If you want to extend your range, slow down.
If you find that you tend to speed up without noticing then engage cruise control. However, the cruise control system is not designed to maximise efficiency so if you are conscientious you can drive more efficiently without it (see below)
Driving uphill uses extra energy, and there is nothing you can do to change this. It doesn’t matter if you drive up the hill slowly, or quickly, the energy cost of the climb is the same. Driving downhill allows you to reclaim a lot of this energy but some will always be lost so any journey in hilly terrain will always use more energy overall than an equivalent journey on the flat.
Heating/AC and other Electrical Consumers
The heating/AC system in the car can draw a significant amount of power from the battery, especially when warming up the car from cold. You can increase your range by pre-warming/cooling the car while plugged into the mains before you start your journey and by turning off (or turning down) the system while on the move.
The Model has a “range mode” which reduces the power of the heating/AC system.
The energy requirements of all the other systems in the car (headlights, audio & nav system, etc) are so small as to be basically irrelevant so there is no advantage to driving in silence, with satnav disabled, or with the headlights turned off.
Weather / Road Conditions
Bad weather tends to lead to reduced range, and there’s not much you can do to combat this other than pulling over and waiting for the weather to change.

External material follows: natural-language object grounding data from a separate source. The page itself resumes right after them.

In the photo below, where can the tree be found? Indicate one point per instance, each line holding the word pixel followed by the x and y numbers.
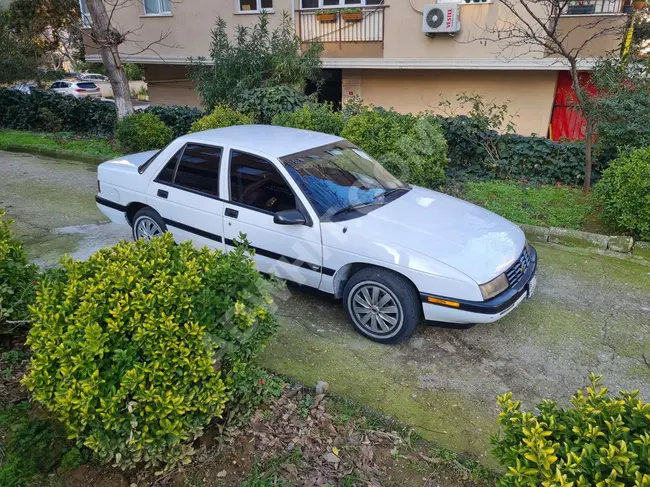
pixel 541 27
pixel 255 58
pixel 108 38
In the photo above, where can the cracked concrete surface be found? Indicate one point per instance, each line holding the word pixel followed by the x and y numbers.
pixel 590 313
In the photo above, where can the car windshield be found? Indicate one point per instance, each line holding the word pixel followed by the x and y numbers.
pixel 340 177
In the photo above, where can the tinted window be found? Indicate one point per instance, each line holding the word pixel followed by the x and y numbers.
pixel 167 174
pixel 257 183
pixel 199 169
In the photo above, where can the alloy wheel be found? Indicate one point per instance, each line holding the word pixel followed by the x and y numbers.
pixel 147 228
pixel 375 309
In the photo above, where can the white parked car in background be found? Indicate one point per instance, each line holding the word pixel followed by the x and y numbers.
pixel 321 212
pixel 93 77
pixel 78 89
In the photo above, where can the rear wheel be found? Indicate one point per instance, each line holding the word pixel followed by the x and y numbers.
pixel 147 224
pixel 382 305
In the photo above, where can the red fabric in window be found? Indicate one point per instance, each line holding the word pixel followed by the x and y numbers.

For more information see this article.
Although many of the energy costs of travelling are fixed and unavoidable, there are ways you can adjust your driving style to help your range.
Avoid using the brakes
Whenever you press the brake pedal you are wasting energy by turning it into heat in the brake pads that you can’t ever get back. Drive carefully, maintain distance from cars in front, and try to anticipate the need to slow down so that you can avoid using the brake pedal as much as possible.
Aim for 0kW in the power gauge
The battery, drive inverter and motor of a Model S are pretty efficient, but whenever you draw power from the battery and use it to propel the car there are heat losses. And whenever you regeneratively brake and use the regained energy to charge the battery there are also heat losses. So for maximum efficiency you should aim to draw as little energy as possible from the battery, and also return as little energy as possible to the battery. That means driving as close to the 0kW point on the power gauge in the instrument cluster as possible.
For example, allow yourself to slow down as you climb a hill but speed up (coasting) on the way down the other side. And if you need to slow down because of traffic, or a junction, then regeneration is better than using the brake pedal but coasting to a stop is even better than regeneration.
As discussed earlier the biggest contributor to energy usage is speed, and at high speeds this mostly derives from wind resistance. Some owners combat wind resistance by driving close behind another large vehicle such as a truck, which places the Model S in the area of low pressure air created behind the lead vehicle.
If you drive very close behind a vehicle in this way you can make very considerable energy savings (around 20% or more). However, to get a significant effect you generally need to be nearer to the vehicle than the recommended safe stopping distance, which means that this technique is not recommended for safety reasons.